Produced by Thames Television subsidiary Euston Films for broadcast on the ITV network, the series was developed from Regan, a television film written by Ian Kennedy Martin, brother of Troy Kennedy Martin, who wrote several episodes and also the second feature film. In the early 1990s repeats aired on UK Gold, and repeats currently air on ITV4.
 
Reggie Perrin makes it three of mine so far, classic Leonard Rossiter.
Criminally I forgot about I, Claudius - John Hurt's performance as the completely insane Caligula is worthy of inclusion on its own.
 
Seen bits of Brass Eye, but barely even heard of the rest.

45 in, and ive only seen 5 (and of those, 2 were just one season, if that counts).

FFS I'm out.
 
I was not even a teenager at the time, but I still enjoyed Reggie Perrin.

As a lasting legacy, whenever I'm at EPCOT in Disney World, I always call the food place Sunshine Deserts! (It's real name is Sunshine Seasons).

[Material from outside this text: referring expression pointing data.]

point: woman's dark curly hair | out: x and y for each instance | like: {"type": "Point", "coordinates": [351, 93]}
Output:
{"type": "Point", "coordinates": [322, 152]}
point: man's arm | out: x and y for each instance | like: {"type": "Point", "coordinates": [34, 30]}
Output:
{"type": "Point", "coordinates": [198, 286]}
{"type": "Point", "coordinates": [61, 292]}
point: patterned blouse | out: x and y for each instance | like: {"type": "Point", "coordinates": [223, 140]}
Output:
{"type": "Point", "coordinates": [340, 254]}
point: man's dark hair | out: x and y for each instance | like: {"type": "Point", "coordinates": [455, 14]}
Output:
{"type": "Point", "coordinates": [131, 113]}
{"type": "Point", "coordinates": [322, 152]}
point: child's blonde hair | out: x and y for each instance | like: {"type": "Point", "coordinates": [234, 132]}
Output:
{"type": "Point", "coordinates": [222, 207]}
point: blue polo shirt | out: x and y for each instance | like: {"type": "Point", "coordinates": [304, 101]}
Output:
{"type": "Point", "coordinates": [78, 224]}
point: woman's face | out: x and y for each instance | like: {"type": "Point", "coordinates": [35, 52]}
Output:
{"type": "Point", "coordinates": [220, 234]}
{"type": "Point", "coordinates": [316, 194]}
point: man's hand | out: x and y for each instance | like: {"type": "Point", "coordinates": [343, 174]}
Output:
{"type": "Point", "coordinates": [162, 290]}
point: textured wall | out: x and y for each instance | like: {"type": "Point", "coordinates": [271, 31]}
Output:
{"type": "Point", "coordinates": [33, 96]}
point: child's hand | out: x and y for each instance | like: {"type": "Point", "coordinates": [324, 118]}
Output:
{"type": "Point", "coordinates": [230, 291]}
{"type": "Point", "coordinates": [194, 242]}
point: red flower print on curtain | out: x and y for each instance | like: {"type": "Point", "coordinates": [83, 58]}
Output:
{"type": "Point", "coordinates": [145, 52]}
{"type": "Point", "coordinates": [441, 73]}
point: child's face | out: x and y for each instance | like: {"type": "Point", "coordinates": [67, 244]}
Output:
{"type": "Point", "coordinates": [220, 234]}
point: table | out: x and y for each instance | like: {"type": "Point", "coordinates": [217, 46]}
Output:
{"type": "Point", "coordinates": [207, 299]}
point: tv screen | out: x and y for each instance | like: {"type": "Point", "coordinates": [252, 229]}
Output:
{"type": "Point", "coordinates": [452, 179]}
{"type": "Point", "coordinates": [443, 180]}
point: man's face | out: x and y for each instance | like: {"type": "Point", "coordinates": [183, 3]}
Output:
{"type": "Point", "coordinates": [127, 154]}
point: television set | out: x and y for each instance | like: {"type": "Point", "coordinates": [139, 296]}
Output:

Anybody think that when he was the pig farmer he looked like Gareth Southgate?
 
This is tending to become very much a poll on fictional series only. Understandable, but I thought it was a bit broader than that.
That said: a comment about I Claudius, which was my no. 1. I was riveted by it all those years ago. Bought it about ten or fifteen years ago on DVD. Still gripped.
The thing is, you can see it's been made with a bag of crisps and a packet of Smarties — the budget must have been laughable. The sets are a joke, the music (such as it is) is confined to heralds playing the same pre-recorded bit which sounds like a cow in labour. The costumes are the kind of thing you might get for Christmas when you were ten (if you were lucky).
Everything — everything — rests on the screenplay, which is brilliant, and the quality of the acting. Brian Blessed, Siân Philips, John Hurt, Derek Jacobi (in the performance of a lifetime), George Baker as a wonderfully creepy Tiberius. Oh — nearly forgetting Patrick Stewart. A small oversight. Just a phenomenal team performance, with two bits of wood and some papier maché as back up.
I can understand a) that a lot of people on here would not have seen it first time round, and therefore never, and that b) in the wake of the epics revival with things like Rome and Gladiator, with all the sophistication that implies, people might not be able to get past the visual hokeyness of it. I lent the DVDs to a much younger friend a few years back — somebody who appreciates good acting — and he just couldn't get past that. I am, though, rather disappointed that it's placed relatively low. I didn't much care about any of my other choices. But that one, I did.
 
Reggie is currently being shown from the start on BBC4...sadly it's not stood the test of time too well overall.